Lo scatto della culatta rotolò sul prato e fu schiacciato da uno scalpiccio veloce. Uno degli altri due artiglieri depose la granata sul carrello, accentrandola con una piccola spinta.

Gli piacevano i loro movimenti. Erano precisi. Dal momento in cui iniziò il riscaldamento della rotaia magnetica, tutti e sei si disposero dietro lo scudo bellico. Assicurarono alle ruote dei morsetti a scivolo invertito, tirandone giù le staffe perché avessero presa a terra.

«Obice pronto!»

Il loro ufficiale, un alarkhiine con un pendente al collo che riportava lo stesso viso di donna del fusto, abbracciò l’orizzonte con la mano. Infilata nella cintura, e stretta contro la lorica a scaglie, c’era una lunga bacchetta di metallo. «Granata, al via!»

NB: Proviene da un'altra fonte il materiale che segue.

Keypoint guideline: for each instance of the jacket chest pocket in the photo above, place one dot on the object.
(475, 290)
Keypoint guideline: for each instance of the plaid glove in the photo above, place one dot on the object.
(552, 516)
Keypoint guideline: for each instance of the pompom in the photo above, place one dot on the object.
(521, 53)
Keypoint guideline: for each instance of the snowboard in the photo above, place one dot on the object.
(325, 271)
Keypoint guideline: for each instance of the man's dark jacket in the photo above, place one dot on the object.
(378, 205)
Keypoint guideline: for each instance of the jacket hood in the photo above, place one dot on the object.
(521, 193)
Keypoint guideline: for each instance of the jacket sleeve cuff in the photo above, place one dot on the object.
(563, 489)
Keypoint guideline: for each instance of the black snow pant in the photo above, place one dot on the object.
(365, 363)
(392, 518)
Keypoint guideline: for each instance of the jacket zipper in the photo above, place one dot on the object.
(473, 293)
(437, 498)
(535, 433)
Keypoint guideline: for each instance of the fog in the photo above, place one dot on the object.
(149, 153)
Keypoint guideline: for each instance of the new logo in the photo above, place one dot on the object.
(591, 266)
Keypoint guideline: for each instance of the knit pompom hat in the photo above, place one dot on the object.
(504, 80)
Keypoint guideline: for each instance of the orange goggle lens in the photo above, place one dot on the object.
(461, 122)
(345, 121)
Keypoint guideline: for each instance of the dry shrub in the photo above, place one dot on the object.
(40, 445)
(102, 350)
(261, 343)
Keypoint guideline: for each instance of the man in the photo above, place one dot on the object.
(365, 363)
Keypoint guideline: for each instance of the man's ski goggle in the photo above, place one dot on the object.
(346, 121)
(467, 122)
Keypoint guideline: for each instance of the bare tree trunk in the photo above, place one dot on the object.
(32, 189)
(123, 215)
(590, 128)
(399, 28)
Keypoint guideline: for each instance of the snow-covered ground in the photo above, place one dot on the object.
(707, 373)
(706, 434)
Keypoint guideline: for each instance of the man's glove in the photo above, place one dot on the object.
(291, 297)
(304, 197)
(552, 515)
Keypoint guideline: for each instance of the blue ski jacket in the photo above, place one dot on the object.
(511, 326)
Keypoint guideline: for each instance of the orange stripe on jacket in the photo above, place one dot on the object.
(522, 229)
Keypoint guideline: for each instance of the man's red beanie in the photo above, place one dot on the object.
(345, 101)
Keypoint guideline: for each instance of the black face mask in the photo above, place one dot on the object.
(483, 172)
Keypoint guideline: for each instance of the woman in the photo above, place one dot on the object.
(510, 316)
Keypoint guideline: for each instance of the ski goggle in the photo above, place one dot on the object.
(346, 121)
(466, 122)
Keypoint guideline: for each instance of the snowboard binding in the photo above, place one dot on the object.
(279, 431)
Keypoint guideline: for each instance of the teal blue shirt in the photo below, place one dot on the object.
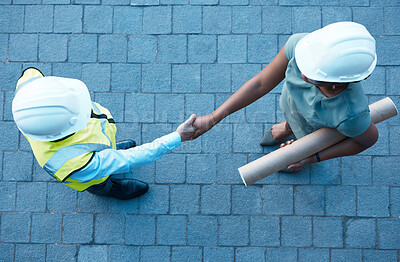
(307, 109)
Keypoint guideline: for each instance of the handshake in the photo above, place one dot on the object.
(194, 127)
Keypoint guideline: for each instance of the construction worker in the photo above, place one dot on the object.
(73, 138)
(322, 71)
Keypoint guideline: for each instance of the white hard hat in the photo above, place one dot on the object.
(51, 108)
(340, 52)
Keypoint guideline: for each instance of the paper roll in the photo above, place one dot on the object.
(307, 146)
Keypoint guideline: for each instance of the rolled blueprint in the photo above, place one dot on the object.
(307, 146)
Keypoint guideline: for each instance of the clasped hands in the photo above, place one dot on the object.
(194, 127)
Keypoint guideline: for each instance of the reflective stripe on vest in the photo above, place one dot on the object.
(69, 152)
(62, 158)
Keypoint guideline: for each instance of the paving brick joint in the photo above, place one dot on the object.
(155, 62)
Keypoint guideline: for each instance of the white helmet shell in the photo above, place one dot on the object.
(51, 108)
(340, 52)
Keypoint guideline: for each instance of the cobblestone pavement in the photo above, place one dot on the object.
(155, 62)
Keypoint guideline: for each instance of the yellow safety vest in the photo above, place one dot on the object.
(64, 157)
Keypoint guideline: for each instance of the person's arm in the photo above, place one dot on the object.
(112, 161)
(252, 90)
(348, 147)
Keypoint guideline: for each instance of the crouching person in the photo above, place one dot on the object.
(73, 138)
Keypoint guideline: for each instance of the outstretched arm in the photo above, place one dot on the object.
(252, 90)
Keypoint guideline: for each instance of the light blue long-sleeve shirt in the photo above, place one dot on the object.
(110, 161)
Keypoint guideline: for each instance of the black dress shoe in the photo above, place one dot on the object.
(126, 144)
(127, 189)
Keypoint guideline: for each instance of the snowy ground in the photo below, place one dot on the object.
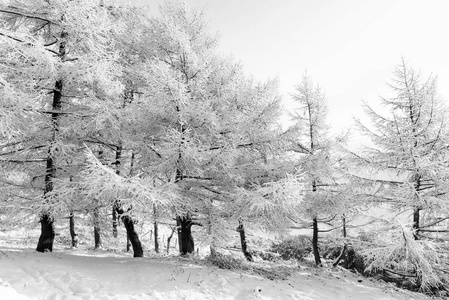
(88, 274)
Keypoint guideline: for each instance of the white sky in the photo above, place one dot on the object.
(349, 47)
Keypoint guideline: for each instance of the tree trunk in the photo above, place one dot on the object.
(131, 233)
(169, 239)
(73, 234)
(245, 251)
(416, 223)
(47, 234)
(186, 243)
(97, 231)
(128, 243)
(116, 205)
(156, 229)
(156, 237)
(133, 236)
(315, 248)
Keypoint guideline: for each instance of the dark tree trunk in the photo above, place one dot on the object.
(156, 237)
(128, 243)
(73, 234)
(131, 233)
(114, 221)
(116, 205)
(243, 243)
(416, 211)
(133, 236)
(97, 231)
(47, 236)
(186, 243)
(315, 247)
(156, 229)
(169, 239)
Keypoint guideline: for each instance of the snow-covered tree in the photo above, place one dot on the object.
(323, 198)
(57, 63)
(409, 163)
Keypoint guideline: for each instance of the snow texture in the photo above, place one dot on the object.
(88, 275)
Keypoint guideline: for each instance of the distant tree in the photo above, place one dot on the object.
(57, 62)
(322, 202)
(409, 163)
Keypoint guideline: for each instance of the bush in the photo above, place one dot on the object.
(293, 248)
(225, 262)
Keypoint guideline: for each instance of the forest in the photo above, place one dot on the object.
(112, 117)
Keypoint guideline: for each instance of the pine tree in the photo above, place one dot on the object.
(57, 62)
(409, 159)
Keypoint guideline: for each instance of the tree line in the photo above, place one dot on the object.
(110, 112)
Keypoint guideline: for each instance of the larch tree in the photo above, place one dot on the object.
(322, 200)
(409, 160)
(57, 62)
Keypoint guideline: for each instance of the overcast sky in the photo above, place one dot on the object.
(349, 47)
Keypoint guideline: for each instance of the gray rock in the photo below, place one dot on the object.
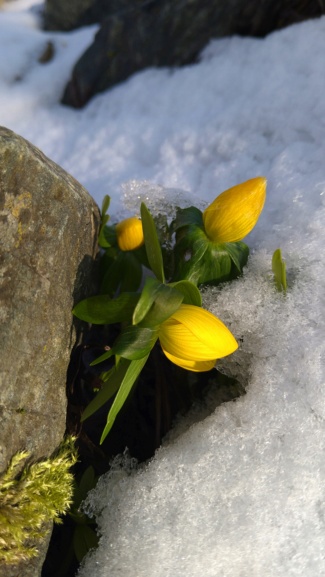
(169, 33)
(63, 15)
(48, 241)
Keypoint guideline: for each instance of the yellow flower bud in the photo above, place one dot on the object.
(234, 213)
(193, 338)
(129, 233)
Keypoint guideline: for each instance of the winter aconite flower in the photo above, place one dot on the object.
(193, 338)
(129, 233)
(234, 213)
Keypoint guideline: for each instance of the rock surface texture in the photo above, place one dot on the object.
(135, 35)
(48, 241)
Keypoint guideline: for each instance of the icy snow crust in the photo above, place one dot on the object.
(240, 492)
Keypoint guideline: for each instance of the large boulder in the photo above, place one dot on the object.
(48, 242)
(137, 35)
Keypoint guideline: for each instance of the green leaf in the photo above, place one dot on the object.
(102, 310)
(201, 261)
(279, 270)
(152, 244)
(84, 539)
(238, 252)
(135, 342)
(132, 373)
(167, 300)
(191, 293)
(147, 297)
(108, 390)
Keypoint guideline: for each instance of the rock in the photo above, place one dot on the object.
(63, 15)
(48, 241)
(169, 33)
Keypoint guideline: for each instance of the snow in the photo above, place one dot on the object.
(236, 491)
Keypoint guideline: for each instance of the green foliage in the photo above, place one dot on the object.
(201, 260)
(191, 258)
(279, 270)
(32, 494)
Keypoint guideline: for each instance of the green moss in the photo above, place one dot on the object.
(32, 495)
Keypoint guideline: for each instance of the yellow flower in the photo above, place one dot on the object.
(129, 233)
(194, 339)
(234, 213)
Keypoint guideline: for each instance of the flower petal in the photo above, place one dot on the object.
(234, 213)
(195, 366)
(129, 233)
(192, 333)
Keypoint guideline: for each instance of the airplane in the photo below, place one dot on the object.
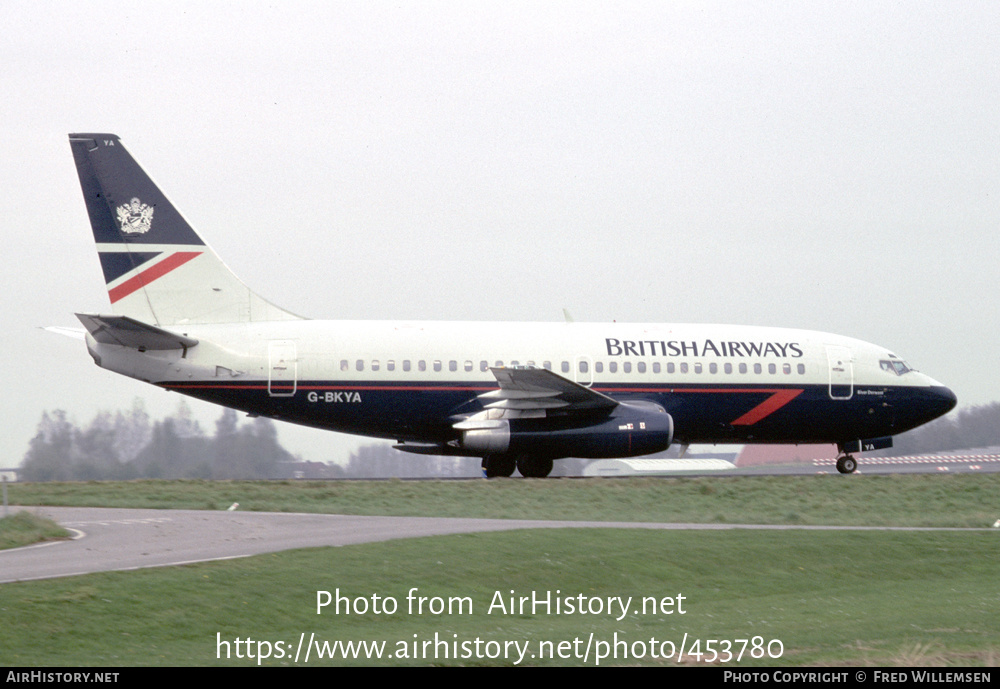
(517, 395)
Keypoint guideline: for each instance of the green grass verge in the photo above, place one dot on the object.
(24, 528)
(831, 598)
(960, 500)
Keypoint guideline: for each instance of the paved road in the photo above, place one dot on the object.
(121, 539)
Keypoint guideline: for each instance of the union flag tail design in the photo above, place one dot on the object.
(157, 269)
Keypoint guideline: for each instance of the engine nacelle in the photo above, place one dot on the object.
(631, 429)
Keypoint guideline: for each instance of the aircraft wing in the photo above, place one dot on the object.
(539, 388)
(128, 332)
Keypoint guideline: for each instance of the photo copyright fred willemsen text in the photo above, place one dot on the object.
(438, 646)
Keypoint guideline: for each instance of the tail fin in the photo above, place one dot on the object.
(157, 269)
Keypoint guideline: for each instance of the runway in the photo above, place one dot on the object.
(126, 539)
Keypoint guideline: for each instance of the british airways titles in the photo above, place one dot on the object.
(782, 350)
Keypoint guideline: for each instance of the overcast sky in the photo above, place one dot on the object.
(832, 166)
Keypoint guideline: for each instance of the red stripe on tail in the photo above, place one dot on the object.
(151, 274)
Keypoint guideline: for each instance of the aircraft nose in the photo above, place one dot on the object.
(944, 398)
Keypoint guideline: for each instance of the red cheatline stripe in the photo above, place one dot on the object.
(767, 407)
(150, 274)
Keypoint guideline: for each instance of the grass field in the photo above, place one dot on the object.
(960, 500)
(828, 597)
(24, 528)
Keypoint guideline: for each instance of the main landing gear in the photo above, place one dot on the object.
(846, 464)
(495, 466)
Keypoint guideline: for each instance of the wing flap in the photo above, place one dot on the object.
(539, 388)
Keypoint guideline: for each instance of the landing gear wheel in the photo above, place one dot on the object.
(534, 467)
(498, 466)
(847, 464)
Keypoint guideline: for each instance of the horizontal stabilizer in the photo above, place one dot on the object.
(128, 332)
(75, 333)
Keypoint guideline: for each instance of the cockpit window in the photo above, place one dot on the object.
(897, 366)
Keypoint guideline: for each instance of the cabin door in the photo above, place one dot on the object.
(282, 368)
(841, 363)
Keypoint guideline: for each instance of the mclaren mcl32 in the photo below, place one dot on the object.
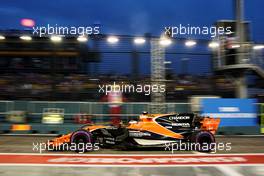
(149, 130)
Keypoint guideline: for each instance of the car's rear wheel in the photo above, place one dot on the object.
(203, 141)
(81, 141)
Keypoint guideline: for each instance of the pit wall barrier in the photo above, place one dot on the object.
(99, 112)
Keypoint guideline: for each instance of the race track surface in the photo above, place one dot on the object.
(246, 158)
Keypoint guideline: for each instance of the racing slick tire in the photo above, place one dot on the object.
(204, 141)
(82, 140)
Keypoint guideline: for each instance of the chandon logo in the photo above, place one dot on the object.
(179, 118)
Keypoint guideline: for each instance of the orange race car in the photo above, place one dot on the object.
(148, 131)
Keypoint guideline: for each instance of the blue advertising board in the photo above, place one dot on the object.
(232, 111)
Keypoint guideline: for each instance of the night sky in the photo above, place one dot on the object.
(134, 17)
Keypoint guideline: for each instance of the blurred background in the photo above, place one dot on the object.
(52, 86)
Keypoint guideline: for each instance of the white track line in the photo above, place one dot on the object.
(228, 170)
(62, 154)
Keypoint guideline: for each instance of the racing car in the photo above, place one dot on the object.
(148, 130)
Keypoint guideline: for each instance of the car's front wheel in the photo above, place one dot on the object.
(203, 141)
(81, 141)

Dalla canna sorse una grande, vorace fiammata azzurra, alla sua origine circondata da anelli d’aria ammassata. Il rinculo sospinse il pezzo sugli scivoli e li scalò per più di metà. Gavriel sbatté i denti, sorpreso dall’urlo prodotto. Gli fischiavano le orecchie.

«Fuoco!» Dalle spalle di una piccola china, il comando dell’ufficiale si mischiò al quadruplo tuono d’una batteria di mortai a lungo raggio. Sulla destra, altri trenta cannoni esplosero la loro salva in rapida successione, martellando le cime dei pini con i fruscii iper-sonici delle accelerazioni.

«Fuoco, uno!» Un nuovo boato esplose, riverberando a largo raggio. «Fuoco, due!»

«Fuoco, tre!»

Fen gli posò una mano sulla spalla. «Vieni, ci stiamo muovendo.»